Just teasing. I'm sure it's a lot less expensive and a lot smaller than the 486, and those are the most important factors for a project like this.

It would be pretty cool if you could mount a device like this on an ISA card, with two rear facing USB ports and present it over the ISA bus as a pair of buffered com ports.

....

That's a really cool idea.

I did entertain the idea of making an ISA card with the pico mounted that has the serial ports built into it. While that's still a fun idea, I decided against it for a few reasons; namely that I never designed a PCB before and not knowing anything about serial protocols before going into this.

I like the idea but for what you suggested I'd be inclined to go with a teensy over the pico just because of software maturity. While the pico does have hardware support for USB hosting the software for it is TinyUSB which has been posing a massive headache for USB hubs which it claims it works with. It's to the point where I'm tempted to get a Teensy just to test it with USB hubs to potentially make a second mouse USB -> 232 just for KVM support. You could use a Pi Zero which would be cheaper than a teensy, Aviancy's project would be good for that link, only catch is the boot-up time.

Personally I think getting INTERSRV working on the pico is beyond what I can do for a while.
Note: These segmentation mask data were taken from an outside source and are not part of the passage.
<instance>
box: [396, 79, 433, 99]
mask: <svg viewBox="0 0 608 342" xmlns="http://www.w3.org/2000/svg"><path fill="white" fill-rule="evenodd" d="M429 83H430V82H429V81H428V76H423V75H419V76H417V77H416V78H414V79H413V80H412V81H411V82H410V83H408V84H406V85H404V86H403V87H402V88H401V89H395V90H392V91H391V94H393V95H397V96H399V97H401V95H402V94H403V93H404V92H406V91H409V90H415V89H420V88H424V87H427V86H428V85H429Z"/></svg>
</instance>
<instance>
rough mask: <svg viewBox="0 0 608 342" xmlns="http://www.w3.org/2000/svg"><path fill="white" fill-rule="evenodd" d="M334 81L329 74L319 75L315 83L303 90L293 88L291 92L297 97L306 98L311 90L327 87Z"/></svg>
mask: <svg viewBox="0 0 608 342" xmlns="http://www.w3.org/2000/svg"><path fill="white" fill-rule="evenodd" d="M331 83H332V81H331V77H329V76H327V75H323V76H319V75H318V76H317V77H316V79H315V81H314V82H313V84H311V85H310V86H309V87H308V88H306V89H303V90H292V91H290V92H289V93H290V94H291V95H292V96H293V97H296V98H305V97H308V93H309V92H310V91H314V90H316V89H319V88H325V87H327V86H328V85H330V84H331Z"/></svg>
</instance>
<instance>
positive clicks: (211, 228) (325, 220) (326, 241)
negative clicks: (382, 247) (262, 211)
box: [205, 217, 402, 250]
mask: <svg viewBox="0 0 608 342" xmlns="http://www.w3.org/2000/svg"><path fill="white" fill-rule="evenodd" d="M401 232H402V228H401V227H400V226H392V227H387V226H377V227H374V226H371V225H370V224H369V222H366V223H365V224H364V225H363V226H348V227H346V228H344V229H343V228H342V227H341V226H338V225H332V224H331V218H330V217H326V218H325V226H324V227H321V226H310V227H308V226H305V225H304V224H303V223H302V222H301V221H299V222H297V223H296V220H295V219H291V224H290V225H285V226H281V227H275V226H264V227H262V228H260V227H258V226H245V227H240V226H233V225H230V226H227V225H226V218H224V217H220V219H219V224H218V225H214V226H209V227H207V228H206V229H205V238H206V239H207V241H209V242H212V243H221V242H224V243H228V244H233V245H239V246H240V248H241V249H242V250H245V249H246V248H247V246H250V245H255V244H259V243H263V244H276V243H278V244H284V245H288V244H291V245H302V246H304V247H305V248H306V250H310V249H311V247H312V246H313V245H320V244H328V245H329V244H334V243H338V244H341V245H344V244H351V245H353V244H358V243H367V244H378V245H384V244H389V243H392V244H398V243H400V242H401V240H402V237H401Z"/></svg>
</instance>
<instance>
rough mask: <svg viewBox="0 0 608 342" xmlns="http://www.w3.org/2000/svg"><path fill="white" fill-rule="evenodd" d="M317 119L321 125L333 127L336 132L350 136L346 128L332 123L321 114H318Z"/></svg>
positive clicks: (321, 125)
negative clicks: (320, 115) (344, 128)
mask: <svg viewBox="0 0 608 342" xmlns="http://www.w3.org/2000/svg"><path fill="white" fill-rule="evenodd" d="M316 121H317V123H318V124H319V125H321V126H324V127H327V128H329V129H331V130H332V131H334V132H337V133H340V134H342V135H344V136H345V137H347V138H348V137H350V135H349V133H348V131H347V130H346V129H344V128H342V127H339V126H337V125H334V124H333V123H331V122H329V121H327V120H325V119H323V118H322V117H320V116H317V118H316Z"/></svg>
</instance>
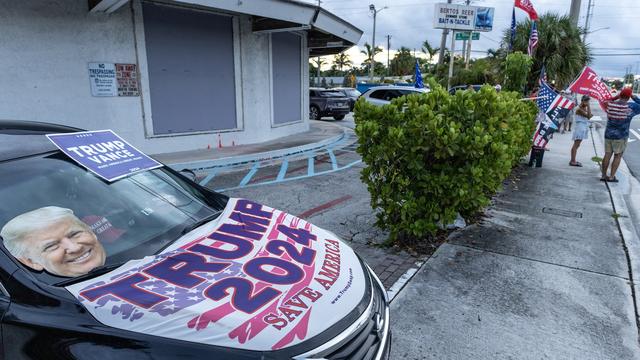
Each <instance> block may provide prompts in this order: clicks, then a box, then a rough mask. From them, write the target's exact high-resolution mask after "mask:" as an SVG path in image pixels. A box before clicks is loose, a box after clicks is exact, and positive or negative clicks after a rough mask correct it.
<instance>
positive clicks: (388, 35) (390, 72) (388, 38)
mask: <svg viewBox="0 0 640 360" xmlns="http://www.w3.org/2000/svg"><path fill="white" fill-rule="evenodd" d="M390 51H391V35H387V76H389V74H391V69H390V68H389V52H390Z"/></svg>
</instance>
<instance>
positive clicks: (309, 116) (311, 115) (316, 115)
mask: <svg viewBox="0 0 640 360" xmlns="http://www.w3.org/2000/svg"><path fill="white" fill-rule="evenodd" d="M320 117H321V116H320V109H318V107H317V106H315V105H311V106H309V119H311V120H320Z"/></svg>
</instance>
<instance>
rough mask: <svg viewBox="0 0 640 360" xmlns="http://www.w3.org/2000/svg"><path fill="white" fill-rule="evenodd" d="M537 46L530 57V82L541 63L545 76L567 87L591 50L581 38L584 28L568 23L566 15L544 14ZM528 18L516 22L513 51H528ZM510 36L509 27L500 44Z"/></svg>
mask: <svg viewBox="0 0 640 360" xmlns="http://www.w3.org/2000/svg"><path fill="white" fill-rule="evenodd" d="M537 26H538V46H537V48H536V50H535V52H534V54H533V55H534V56H533V66H532V68H531V73H530V75H529V85H532V84H533V83H535V81H537V79H538V77H539V76H540V70H541V69H542V65H544V66H545V69H546V73H547V77H548V78H549V79H555V80H556V82H557V84H558V85H559V86H561V87H565V86H567V85H568V84H569V83H570V82H571V81H572V80H573V79H574V78H575V77H576V76H578V74H579V73H580V70H582V68H583V67H584V66H585V65H586V64H588V63H589V62H591V60H592V57H591V50H590V49H589V47H588V46H587V45H586V44H585V43H584V42H583V41H582V38H581V36H582V35H583V34H584V29H582V28H580V27H577V26H575V25H573V24H572V23H571V20H570V19H569V17H568V16H560V15H558V14H553V13H546V14H544V15H542V16H541V17H540V18H539V19H538V24H537ZM530 32H531V21H530V20H529V19H526V20H525V21H522V22H519V23H518V24H517V25H516V36H515V39H514V42H513V51H522V52H524V53H526V52H527V46H528V45H529V34H530ZM510 39H511V29H506V30H505V32H504V35H503V38H502V41H503V44H508V43H509V42H510Z"/></svg>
I'm not terrible with programming but I'm fairly new to dealing with C.
If someone got INTERSRV working on the pico, it might work with the hardware as it is now but honestly probably easier to do that with a pi zero. I doubt that the boot-up time for the zero would be much of an issue in that use case.

It might be worth mentioning the fact that the pico is a micro controller, not the SBC of the pi 4/zero.

Thanks!

Be Happy, it's only going to get worse.